I love my husband very much, and it absolutely kills me that my journey is destroying our life together. Because our situation is tricky – in that we love each other and wish to remain a part of each other’s lives, rather than the majority of divorces where hatred and bitterness or indifference dominate – considering a future for myself that does not involve him in it, well, it hurts. A lot.
But for this challenge, maybe – just maybe – I can put that pain on hold, and place our love up on a shelf in the recesses of my mind, and instead focus on the possibility of a separate life for myself.
What are my dreams now? What do I want? Where am I heading and what do I hope to find there?

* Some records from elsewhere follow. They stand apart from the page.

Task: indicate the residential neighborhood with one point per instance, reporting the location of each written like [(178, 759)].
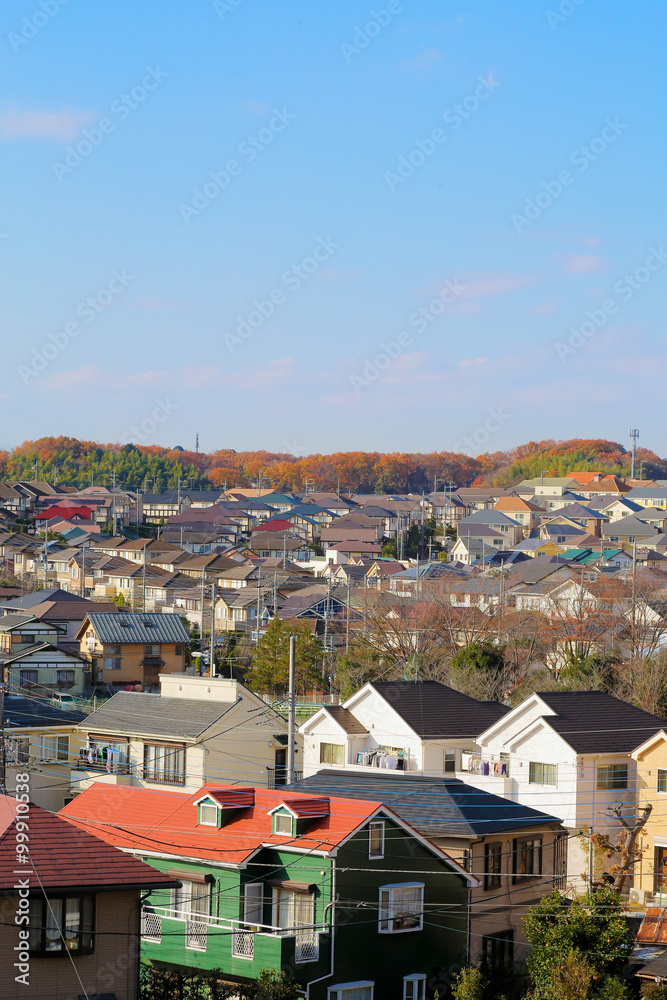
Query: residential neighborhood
[(458, 742)]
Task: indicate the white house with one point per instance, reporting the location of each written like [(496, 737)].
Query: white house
[(567, 753), (402, 726)]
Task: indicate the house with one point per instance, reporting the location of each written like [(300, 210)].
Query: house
[(132, 648), (572, 749), (518, 854), (197, 729), (72, 906), (527, 513), (472, 551), (494, 519), (41, 740), (629, 530), (34, 661), (402, 726), (271, 880)]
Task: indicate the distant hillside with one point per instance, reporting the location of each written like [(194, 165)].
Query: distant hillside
[(77, 463)]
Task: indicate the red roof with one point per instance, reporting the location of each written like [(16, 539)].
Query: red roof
[(63, 856), (274, 524), (166, 822)]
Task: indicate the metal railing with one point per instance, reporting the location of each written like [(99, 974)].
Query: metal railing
[(243, 934)]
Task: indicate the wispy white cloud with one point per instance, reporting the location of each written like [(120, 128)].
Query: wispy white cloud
[(585, 263), (62, 125)]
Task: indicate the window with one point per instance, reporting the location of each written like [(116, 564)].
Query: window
[(332, 753), (527, 858), (164, 762), (542, 774), (351, 991), (498, 949), (493, 867), (283, 824), (209, 814), (613, 776), (401, 908), (61, 925), (54, 748), (560, 861), (192, 903), (376, 839), (414, 987)]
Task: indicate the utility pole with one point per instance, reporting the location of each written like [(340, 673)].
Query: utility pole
[(292, 711), (3, 688), (212, 667), (201, 638), (634, 434)]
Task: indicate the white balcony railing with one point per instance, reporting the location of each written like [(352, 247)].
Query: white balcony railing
[(307, 939)]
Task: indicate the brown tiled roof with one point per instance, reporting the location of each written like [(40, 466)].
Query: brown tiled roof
[(63, 856)]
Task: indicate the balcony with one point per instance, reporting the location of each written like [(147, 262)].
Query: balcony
[(245, 941)]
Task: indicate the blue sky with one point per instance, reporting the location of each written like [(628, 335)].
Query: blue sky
[(355, 164)]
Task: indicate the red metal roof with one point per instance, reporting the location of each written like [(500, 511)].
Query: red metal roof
[(62, 856), (141, 819)]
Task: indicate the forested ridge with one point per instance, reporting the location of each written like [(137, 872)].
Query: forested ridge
[(78, 463)]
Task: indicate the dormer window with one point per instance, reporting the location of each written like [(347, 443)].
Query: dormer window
[(209, 813), (283, 824)]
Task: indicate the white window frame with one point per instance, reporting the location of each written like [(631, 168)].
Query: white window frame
[(337, 992), (390, 908), (210, 805), (417, 979), (376, 823), (283, 815)]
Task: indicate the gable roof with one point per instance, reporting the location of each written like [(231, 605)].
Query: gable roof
[(435, 711), (433, 806), (156, 715), (166, 822), (64, 857), (594, 722), (137, 628)]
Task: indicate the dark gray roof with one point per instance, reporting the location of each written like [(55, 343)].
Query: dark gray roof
[(594, 722), (435, 711), (126, 627), (433, 806), (345, 719), (155, 715), (21, 712)]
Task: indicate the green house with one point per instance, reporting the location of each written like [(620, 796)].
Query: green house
[(343, 895)]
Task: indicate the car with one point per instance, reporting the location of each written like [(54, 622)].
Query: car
[(62, 700)]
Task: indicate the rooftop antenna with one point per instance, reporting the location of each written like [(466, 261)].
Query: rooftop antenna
[(634, 434)]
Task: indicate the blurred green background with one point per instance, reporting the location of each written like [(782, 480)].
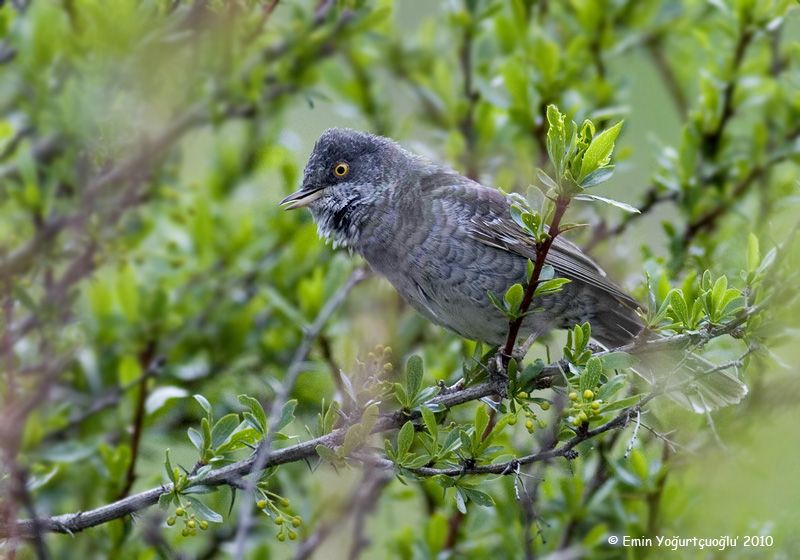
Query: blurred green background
[(145, 145)]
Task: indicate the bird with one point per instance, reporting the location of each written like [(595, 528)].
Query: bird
[(445, 242)]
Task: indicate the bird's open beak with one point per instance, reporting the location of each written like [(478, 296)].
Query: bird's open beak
[(301, 198)]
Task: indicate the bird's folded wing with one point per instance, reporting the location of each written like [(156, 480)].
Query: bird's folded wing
[(491, 223)]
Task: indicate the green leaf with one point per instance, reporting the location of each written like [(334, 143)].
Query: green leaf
[(405, 437), (203, 511), (478, 497), (204, 403), (753, 253), (718, 292), (598, 154), (287, 415), (551, 286), (196, 438), (617, 360), (430, 422), (679, 308), (159, 397), (168, 467), (556, 138), (481, 421), (256, 410), (513, 297), (615, 203), (622, 403), (401, 396), (597, 176), (461, 502), (611, 387), (328, 454), (590, 377), (222, 430)]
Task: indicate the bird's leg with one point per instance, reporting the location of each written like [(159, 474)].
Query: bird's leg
[(522, 349)]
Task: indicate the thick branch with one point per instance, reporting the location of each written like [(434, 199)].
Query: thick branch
[(232, 474)]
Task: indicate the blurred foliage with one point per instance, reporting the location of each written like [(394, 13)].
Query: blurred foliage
[(144, 145)]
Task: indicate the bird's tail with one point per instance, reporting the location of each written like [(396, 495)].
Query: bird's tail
[(689, 379)]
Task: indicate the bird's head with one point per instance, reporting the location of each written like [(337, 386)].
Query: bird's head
[(350, 178)]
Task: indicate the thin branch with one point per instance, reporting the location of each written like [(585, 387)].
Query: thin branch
[(146, 359), (542, 249), (655, 48), (467, 124), (262, 456), (652, 197), (232, 474)]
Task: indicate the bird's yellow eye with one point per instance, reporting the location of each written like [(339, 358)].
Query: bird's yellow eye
[(341, 169)]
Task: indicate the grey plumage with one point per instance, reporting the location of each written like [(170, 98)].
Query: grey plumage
[(445, 241)]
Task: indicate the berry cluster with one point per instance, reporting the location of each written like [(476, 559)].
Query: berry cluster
[(287, 523), (190, 521), (523, 401), (583, 406)]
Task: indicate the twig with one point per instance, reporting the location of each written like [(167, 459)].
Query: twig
[(467, 124), (635, 433), (655, 48), (146, 359), (232, 474), (541, 253)]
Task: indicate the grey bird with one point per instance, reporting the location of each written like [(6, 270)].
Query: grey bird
[(445, 241)]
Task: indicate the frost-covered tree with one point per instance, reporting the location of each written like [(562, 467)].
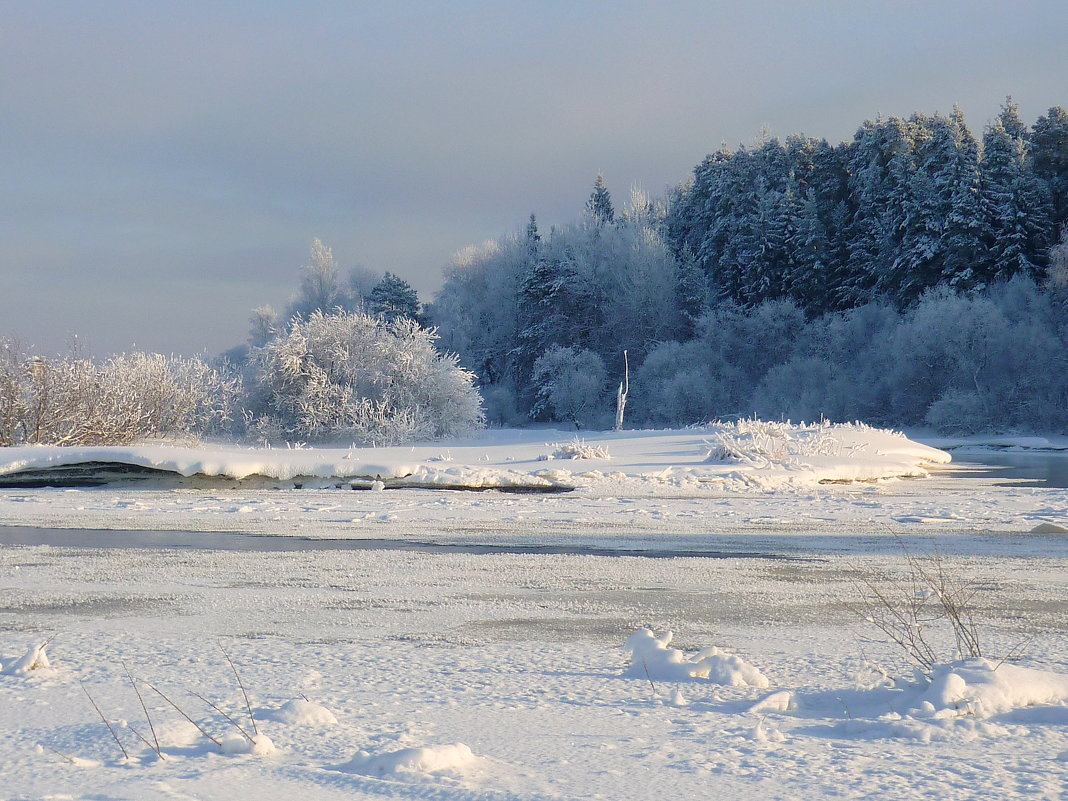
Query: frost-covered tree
[(352, 376), (1017, 213), (599, 206), (73, 401), (570, 386)]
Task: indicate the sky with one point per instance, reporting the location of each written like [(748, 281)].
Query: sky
[(167, 166)]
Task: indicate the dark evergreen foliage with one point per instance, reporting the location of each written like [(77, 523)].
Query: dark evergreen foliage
[(393, 299)]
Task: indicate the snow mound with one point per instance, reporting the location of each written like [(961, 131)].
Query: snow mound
[(958, 702), (776, 702), (260, 745), (34, 659), (1049, 529), (983, 689), (744, 455), (456, 758), (652, 658), (300, 712)]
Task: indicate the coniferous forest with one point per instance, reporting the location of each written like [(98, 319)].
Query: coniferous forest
[(915, 275)]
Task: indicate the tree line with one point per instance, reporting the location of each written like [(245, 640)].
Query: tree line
[(720, 288)]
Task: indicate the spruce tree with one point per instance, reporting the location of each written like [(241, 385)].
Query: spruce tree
[(599, 206), (1016, 206), (393, 299)]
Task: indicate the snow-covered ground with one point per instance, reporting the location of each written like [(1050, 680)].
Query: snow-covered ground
[(735, 456), (453, 675)]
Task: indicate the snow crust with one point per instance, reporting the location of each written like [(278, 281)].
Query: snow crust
[(302, 712), (453, 758)]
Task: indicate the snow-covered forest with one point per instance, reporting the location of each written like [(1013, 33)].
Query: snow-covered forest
[(915, 275)]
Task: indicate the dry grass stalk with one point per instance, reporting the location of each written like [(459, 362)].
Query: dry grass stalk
[(183, 713), (144, 708), (241, 685)]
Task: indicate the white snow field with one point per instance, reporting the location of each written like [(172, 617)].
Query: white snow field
[(428, 662)]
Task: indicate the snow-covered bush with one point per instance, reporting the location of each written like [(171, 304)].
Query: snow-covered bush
[(354, 376), (74, 401), (579, 450), (652, 658)]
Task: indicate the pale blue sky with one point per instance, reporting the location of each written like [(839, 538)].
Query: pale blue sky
[(166, 166)]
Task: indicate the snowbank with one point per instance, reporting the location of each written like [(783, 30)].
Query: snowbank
[(301, 712), (744, 455)]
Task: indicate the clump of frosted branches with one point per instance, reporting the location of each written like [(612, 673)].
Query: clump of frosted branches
[(75, 401), (757, 441), (578, 449), (354, 376)]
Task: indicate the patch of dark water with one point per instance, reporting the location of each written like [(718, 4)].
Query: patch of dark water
[(214, 540), (1018, 469)]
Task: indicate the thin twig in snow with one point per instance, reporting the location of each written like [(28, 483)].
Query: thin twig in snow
[(234, 722), (118, 741)]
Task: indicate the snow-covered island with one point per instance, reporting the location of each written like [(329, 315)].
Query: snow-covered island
[(497, 645), (738, 456)]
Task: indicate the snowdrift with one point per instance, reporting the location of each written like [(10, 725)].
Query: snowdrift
[(735, 456)]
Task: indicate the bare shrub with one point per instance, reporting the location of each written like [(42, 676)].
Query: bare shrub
[(915, 610)]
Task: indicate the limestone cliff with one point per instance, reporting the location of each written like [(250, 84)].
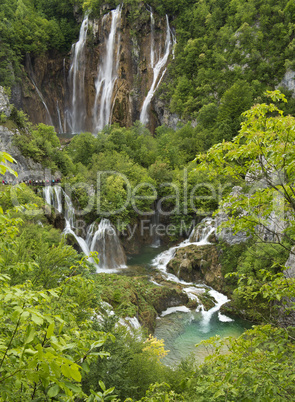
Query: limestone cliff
[(45, 93)]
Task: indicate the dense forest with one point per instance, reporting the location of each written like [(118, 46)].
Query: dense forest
[(235, 139)]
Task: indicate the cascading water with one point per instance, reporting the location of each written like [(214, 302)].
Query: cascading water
[(76, 113), (159, 70), (107, 243), (60, 129), (104, 240), (155, 223), (107, 74), (31, 75), (162, 260)]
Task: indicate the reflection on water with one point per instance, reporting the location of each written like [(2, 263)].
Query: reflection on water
[(182, 331)]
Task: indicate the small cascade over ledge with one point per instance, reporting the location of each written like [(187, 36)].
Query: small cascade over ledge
[(199, 237), (101, 238)]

My near future: I want to breathe easier. I want to stop feeling guilty for being myself. I want to enjoy being attracted to someone without beating myself up over it. I’d like to rediscover my self-confidence. Cut back on some of the vices I’ve taken up under this stress, until they are no longer a “necessity” but rather an occasional indulgence. I want to climb out of this hole and become a healthier, slimmer, happier me. I want to maintain and cultivate a better friendship with my husband. I want to slowly move into the roommate category with him, and enjoy the house we share while I still live in it. I want to learn how to be alone without being afraid. I want to learn to handle my own finances and discover that I can manage it without help. I’d like to save for my own future. I want to take a trip on my own, or with friends instead of “as a couple.” I’d like to rediscover the joy of doing activities I like- such as reading, writing, baking, painting, hiking, and all those “-ings” I’ve neglected lately. I want to stop feeling trapped, and start living free. Taking baby steps toward…
My not-so-near future: I want to move out, into my first apartment that is just mine. I want to paint the walls any color I want, and decorate as I wish without feeling like I need someone else’s permission (except the landlord’s of course). I want to go back to school to finish my degree and perhaps pursue something new. I want to meet someone special- beautiful inside and out- to open my heart to and not be afraid of what judgment might come our way as a result. I want to experience passion, and intimacy, and butterflies in my stomach. I want to smile by biggest smile and know that it is genuine, not forced. I want to feel loved, with every fiber of my being. I want to move somewhere I can start fresh, somewhere exciting and accepting (like Seattle), with real change of seasons, and culture, and breathtaking views. I want to dance without inhibitions. I’d like to be able to cuddle on the couch, doing nothing but simply enjoying spending time with the woman I love, and dream of a different kind of normal: a life together. To bring her home for Christmas with my family, and not be afraid of how we might be received.
But most importantly I want to be happy. Truly happy with my life and all the people in it. I’m sick and tired of feeling sick and tired.